Ralph Lauren’s Smart Shirt Kicked My Ass — And Now I Want One
The sort of pain that hurts so good.
I’m not an athletic guy. Sure, you can see a few of my abs at times, but that’s usually because I’ve just woken up, my stomach is empty, and I’m in the middle of some motion that causes me to clench. This made the trial workout with Ralph Lauren’s new PoloTech SmartShirt more than a doozy — but in the best possible way.
The company debuted this new smart shirt at last year’s U.S. Open on the backs of a few ball boys and tennis players. The shirt touts silver fibers woven into the fabric and a small sensor-filled black box created by OMSignal to measure biometric stats and gather data on everything from heart rate to breathing depth. Before your workout starts, you let the gear know whether you want to you want to focus on cardio, agility or strength. A video pops then up on your smartphone and walks you through your set.

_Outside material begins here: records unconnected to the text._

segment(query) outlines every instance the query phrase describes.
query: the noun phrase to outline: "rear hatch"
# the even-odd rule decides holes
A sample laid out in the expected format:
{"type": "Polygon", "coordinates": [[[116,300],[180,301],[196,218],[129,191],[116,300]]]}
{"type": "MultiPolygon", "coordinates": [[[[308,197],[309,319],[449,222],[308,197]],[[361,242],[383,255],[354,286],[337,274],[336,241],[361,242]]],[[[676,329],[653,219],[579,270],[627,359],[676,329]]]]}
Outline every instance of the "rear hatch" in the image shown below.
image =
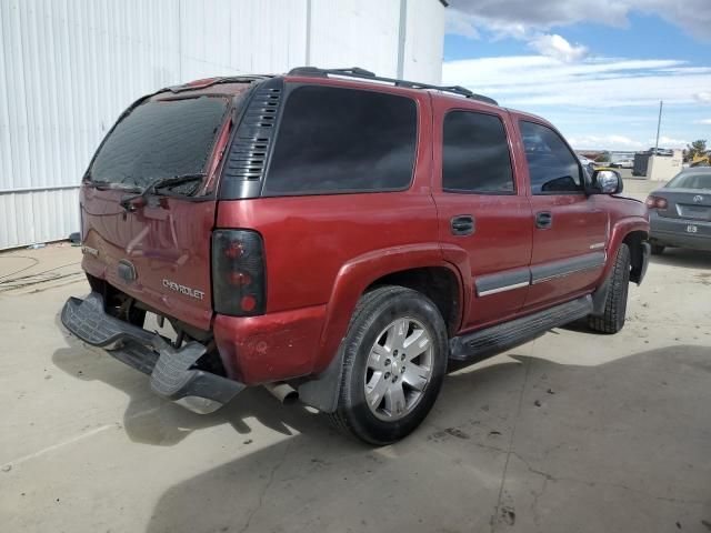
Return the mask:
{"type": "Polygon", "coordinates": [[[658,209],[660,217],[711,221],[711,171],[682,172],[652,194],[667,200],[667,208],[658,209]]]}
{"type": "Polygon", "coordinates": [[[209,329],[210,234],[231,98],[161,93],[107,135],[81,194],[87,272],[150,308],[209,329]]]}

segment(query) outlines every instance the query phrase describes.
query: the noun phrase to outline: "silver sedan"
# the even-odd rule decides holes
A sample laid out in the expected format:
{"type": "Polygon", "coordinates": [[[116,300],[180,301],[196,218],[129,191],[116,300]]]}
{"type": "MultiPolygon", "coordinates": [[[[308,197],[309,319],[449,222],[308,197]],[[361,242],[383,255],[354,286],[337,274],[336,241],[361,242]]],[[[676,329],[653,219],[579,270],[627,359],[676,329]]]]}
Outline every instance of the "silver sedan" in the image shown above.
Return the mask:
{"type": "Polygon", "coordinates": [[[652,253],[711,250],[711,169],[688,169],[647,199],[652,253]]]}

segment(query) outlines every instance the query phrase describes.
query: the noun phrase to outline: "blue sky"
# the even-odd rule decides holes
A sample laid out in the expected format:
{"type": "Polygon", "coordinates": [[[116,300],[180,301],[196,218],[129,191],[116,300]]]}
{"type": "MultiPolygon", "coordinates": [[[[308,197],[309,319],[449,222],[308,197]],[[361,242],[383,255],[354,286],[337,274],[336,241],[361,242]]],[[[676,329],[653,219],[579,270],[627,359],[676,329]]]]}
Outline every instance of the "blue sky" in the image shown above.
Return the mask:
{"type": "Polygon", "coordinates": [[[660,100],[661,147],[711,144],[711,0],[451,4],[444,83],[540,114],[577,149],[653,145],[660,100]]]}

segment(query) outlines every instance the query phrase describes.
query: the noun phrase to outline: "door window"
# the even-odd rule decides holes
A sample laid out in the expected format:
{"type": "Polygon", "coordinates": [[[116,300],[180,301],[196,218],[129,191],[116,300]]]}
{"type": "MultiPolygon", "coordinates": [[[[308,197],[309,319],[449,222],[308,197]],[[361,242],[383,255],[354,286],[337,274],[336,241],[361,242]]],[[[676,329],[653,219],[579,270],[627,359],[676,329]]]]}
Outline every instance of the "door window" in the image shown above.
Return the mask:
{"type": "Polygon", "coordinates": [[[514,192],[509,143],[499,117],[470,111],[447,113],[442,189],[477,194],[514,192]]]}
{"type": "Polygon", "coordinates": [[[417,123],[417,105],[407,97],[298,87],[281,118],[264,195],[408,189],[417,123]]]}
{"type": "Polygon", "coordinates": [[[533,194],[583,192],[580,162],[561,137],[534,122],[520,125],[533,194]]]}

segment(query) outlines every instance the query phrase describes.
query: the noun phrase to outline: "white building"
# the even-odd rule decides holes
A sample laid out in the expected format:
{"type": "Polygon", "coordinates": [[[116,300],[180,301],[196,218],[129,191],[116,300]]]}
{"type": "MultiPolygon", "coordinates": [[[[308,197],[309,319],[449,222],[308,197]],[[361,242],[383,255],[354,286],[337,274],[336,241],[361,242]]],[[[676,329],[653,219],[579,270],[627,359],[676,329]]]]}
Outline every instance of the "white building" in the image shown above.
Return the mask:
{"type": "Polygon", "coordinates": [[[0,249],[66,239],[78,184],[132,101],[293,67],[438,83],[444,0],[0,0],[0,249]]]}

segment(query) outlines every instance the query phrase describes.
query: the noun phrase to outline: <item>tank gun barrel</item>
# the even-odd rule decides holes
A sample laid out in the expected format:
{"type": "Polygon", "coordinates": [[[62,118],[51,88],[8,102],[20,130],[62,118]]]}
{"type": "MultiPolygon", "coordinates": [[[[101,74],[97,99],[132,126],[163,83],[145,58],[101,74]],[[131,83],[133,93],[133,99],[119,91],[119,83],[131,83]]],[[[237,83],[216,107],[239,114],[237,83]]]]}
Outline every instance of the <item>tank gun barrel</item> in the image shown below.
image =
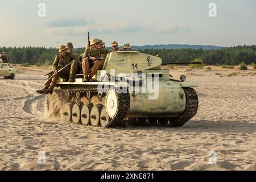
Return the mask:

Basically, the shirt knows everything about you and uses it to hurt you. But it’s a good sort of hurt.
For my first bout with the shirt, I chose a cardio workout. After measuring my vitals and establishing a baseline breathing and heart rate, the PoloTech adaptive workout app created by health and fitness media company Galvanized was off, demanding I jump down into a plank position and then start hopping my feet from their extended position to up between my hands. When I thought things were going a little easy, the app urged that I go a little faster and add a little more force. Eventually, those exercises turned into a straight plank, squats, squat jumps, some newfangled jogging in place action with locked knees.
My phone had turned into the hardest trainer ever.
A big question when I first donned the PoloTech was comfort, but honestly the shirt’s tech is barely noticeable, even with the black sensor box clipped to my chest — although I did start to wonder how I’d keep my knees over my toes and control my breathing while keeping my eyes locked on my phone screen.
When my workout was over, the app offered a deep dive on my biometric data, from how many steps I’d taken (my trainer remarked it was the most he’d seen all day) to the progression of my heart rate, caloric burn and breathing depth throughout the session
This new wearable tech is basically a stand-in trainer, and a fairly tough one at that. Sure, Chris Ryan, the fitness expert who walks you through your sets on your phone screen, makes it look easy, but it’s not. The app will push you harder on every successive set if it senses you’re slowing down but have more to give. When I thought things were looking up during that casual jogging in place set, the app sent me into a spurt of sprinting that left me winded for the rest of the session.
While slightly overwhelming with metrics in its first iteration (although fitness geeks will probably cream their pants with all the info), the SmartShirt is quite novel. With seamless video that tailors workouts to your needs for that day, it’s the trainer you never asked for that we all desperately need.
Walking out of the gym for the first session I was still a little winded, but the mid-day pick me up was that bad-sort-of-good that I could definitely get addicted to.
Buy yours now for $295 which might be a little lofty for a machine washable shirt but is definitely a steal for a full-time trainer.